A los 67 años, murió el historiador e investigador Alberto R. Lettieri
Especializado en historia política argentina y latinoamericana, fue director académico del Instituto Nacional de Revisionismo Histórico Argentino durante el kirchnerismo y autor de varios libros
5 minutos de lectura'

Ayer, a los 67 años, murió en Villars, en la provincia de Buenos Aires, el historiador especializado en historia política argentina y latinoamericana, investigador del Conicet y docente universitario Alberto Rodolfo Lettieri. Había nacido en Buenos Aires el 20 de mayo de 1959 y obtuvo su doctorado en Historia en la Facultad de Filosofía y Letras de la Universidad de Buenos Aires (UBA). Se formó con la reconocida historiadora Hilda Sabato.
Fue director académico del Instituto Nacional de Revisionismo Histórico Argentino e Iberoamericano Manuel Dorrego entre 2012 y 2015; profesor titular en la licenciatura en Ciencias de la Comunicación Social de la UBA, en la cátedra de Historia Social General, y en la cátedra de Historia Argentina II (1862-1916), en Filosofía y Letras, y codirector de la carrera de Especialización en Historia Política Argentina, de la Universidad de Ciencias Empresariales y Sociales.
Publicó los libros Vicente Fidel López. La construcción histórica de un liberalismo conservador, Historia contemporánea. De la revolución inglesa a la actualidad (en coautoría con Ana Pfeiffer), el tan recomendable como original La república de la opinión. Política y opinión pública en Buenos Aires entre 1852 y 1862, La civilización en debate. De las revoluciones burguesas al neoliberalismo. Buenos Aires y La batalla cultural, Seis lecciones de política y la mirada de la historia, de 2014, donde reunió su escritos para medios de prensa. En sus libros y artículos en volúmenes colectivos y publicaciones científicas, Lettieri investigó el papel de los sectores populares, los conflictos políticos y las disputas por la construcción del Estado nacional en los siglos XIX y XX.

Columnista en medios de prensa y guionista de radio, televisión y cine, a partir de la segunda década de los años 2000, su labor historiográfica se había acercado al revisionismo histórico y al pensamiento nacional, popular y federalista, afines al kirchnerismo y la izquierda.

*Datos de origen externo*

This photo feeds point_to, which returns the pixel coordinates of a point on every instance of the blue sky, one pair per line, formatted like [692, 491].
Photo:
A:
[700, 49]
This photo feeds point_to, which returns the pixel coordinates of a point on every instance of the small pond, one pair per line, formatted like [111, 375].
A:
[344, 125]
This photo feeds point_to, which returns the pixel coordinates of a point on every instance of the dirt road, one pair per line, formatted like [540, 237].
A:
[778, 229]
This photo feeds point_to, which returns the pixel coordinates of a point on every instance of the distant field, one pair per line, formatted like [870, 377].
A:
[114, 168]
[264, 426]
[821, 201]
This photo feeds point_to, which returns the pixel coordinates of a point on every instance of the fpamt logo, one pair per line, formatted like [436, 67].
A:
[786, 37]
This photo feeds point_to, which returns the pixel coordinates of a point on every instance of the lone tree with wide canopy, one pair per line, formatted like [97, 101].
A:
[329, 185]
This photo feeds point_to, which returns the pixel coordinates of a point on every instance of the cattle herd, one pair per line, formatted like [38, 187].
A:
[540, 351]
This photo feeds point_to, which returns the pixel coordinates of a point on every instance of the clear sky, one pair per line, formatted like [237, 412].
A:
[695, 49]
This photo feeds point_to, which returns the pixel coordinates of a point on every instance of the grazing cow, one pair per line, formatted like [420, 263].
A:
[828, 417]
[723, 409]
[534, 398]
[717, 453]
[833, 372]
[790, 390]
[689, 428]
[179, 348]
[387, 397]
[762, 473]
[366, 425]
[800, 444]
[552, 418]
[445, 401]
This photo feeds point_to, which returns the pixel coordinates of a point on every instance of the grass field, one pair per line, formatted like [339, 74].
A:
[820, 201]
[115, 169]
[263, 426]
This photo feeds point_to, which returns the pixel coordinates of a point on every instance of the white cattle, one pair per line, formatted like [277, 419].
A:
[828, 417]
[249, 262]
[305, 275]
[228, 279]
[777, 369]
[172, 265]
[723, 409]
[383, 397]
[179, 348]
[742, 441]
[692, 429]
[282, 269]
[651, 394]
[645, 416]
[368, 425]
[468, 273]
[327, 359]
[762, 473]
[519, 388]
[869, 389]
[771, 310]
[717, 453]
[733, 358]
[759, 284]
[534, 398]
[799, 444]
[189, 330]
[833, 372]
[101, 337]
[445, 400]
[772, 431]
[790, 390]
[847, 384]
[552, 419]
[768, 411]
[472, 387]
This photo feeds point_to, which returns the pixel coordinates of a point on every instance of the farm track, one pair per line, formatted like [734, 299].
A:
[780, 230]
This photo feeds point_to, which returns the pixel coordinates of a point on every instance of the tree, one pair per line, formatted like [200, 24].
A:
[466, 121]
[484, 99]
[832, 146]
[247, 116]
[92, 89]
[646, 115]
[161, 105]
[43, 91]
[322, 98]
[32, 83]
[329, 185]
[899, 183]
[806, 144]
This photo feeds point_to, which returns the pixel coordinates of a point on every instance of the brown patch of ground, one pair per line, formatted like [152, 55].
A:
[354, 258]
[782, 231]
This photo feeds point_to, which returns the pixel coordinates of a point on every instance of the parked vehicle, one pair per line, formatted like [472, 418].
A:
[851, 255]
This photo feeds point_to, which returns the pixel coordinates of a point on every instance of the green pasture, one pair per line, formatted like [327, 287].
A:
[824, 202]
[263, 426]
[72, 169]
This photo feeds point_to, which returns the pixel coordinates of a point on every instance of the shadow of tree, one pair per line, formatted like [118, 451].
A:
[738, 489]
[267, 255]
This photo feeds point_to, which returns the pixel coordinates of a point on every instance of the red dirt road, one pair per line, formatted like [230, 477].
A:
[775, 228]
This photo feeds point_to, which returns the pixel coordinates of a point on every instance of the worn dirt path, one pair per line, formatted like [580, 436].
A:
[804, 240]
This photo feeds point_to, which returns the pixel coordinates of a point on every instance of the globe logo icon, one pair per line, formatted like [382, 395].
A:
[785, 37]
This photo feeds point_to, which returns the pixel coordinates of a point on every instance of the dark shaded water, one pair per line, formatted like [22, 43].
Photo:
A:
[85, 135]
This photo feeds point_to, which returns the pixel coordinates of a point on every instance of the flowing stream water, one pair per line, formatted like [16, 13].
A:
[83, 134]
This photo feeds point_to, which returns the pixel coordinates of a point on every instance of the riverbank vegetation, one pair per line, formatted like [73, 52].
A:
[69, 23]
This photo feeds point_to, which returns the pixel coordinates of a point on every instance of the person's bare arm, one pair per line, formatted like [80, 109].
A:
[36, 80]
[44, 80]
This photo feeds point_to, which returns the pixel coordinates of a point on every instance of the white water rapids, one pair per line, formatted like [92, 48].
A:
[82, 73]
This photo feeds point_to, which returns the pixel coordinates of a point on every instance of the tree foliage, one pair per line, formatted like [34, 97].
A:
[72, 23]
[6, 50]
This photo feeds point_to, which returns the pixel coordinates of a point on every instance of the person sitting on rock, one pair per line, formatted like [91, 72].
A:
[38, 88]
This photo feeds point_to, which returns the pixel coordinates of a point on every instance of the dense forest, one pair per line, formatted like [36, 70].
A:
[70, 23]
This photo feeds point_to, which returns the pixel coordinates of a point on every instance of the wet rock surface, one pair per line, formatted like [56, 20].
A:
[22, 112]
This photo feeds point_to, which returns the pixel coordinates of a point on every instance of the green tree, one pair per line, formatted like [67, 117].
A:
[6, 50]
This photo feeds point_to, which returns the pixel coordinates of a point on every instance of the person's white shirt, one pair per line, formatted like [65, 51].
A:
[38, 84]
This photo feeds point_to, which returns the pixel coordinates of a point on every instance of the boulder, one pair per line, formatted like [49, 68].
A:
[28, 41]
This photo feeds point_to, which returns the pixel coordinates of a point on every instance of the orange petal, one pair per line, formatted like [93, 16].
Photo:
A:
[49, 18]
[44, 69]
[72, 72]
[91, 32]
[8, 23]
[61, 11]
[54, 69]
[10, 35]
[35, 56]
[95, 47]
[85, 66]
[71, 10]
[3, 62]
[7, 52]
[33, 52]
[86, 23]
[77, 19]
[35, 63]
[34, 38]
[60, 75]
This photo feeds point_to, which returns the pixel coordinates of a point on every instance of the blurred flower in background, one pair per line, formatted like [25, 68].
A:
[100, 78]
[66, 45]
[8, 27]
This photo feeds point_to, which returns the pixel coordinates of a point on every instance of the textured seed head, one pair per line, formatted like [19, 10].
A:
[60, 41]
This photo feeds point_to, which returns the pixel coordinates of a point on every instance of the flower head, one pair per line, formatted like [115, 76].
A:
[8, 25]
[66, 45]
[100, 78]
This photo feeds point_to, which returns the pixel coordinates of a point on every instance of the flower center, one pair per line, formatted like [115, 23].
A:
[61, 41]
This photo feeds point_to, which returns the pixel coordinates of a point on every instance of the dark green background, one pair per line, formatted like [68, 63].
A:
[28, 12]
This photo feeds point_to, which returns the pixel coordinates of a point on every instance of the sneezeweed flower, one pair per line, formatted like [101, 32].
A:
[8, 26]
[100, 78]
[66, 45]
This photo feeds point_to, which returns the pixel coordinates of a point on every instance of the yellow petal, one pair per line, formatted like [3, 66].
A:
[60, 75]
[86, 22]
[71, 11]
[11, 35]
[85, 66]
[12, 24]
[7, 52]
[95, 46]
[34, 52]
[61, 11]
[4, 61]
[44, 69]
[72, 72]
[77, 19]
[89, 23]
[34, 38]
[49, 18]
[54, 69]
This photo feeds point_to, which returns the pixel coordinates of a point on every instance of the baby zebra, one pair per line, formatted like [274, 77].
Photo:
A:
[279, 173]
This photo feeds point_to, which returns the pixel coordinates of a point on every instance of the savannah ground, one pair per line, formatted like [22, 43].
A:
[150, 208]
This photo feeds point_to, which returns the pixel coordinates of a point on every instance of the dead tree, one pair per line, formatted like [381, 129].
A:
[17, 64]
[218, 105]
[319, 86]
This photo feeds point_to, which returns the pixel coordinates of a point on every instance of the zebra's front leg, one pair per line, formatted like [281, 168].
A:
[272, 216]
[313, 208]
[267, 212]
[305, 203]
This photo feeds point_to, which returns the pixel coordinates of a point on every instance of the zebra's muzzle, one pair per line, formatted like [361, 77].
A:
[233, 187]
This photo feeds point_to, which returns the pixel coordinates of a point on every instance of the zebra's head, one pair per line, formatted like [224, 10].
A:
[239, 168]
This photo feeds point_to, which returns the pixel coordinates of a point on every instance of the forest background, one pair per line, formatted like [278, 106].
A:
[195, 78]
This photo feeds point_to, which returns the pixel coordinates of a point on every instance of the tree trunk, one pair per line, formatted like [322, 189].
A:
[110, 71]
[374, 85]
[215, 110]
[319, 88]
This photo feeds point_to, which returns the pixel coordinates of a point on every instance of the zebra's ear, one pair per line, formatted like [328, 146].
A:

“Conocí estrechamente a Alberto Lettieri cuando compartimos la creación del Instituto de Revisionismo Histórico Manuel Dorrego -dice a LA NACION el escritor e historiador Pacho 0’Donnell-. Se especializó en historia política e intelectual del siglo XIX, con particular énfasis en los procesos de construcción del Estado nacional, las élites dirigentes y las disputas ideológicas que atravesaron la conformación de la Argentina moderna. Con una extensa trayectoria en el ámbito académico y en la gestión institucional vinculada a la historiografía, cuestionó la versión liberal y la falacia de la objetividad, lo que le significó contratiempos en la carrera por logros académicos, dominados por corrientes adversas a la revisión nacional, popular y federal que Alberto proponía. Convicciones que también lo llevaron a un compromiso personal y generoso por las causas sociales que hizo evidente en numerosos artículos en la prensa escrita y en participaciones en radio y televisión. Su producción se inscribió en el campo de la historia intelectual, desde donde analizó ideas, lenguajes políticos y proyectos culturales en su contexto histórico, evitando lecturas reduccionistas del pasado. En este marco, Lettieri tomó parte activa de lo que puede entenderse como una reforma intelectual del debate historiográfico, concibiendo la discusión histórica como un todo complejo y no como una simple oposición entre corrientes cerradas. Su obra contribuye a complejizar la comprensión del pasado argentino, destacando la centralidad de las ideas y los conflictos intelectuales en los procesos políticos y sociales”.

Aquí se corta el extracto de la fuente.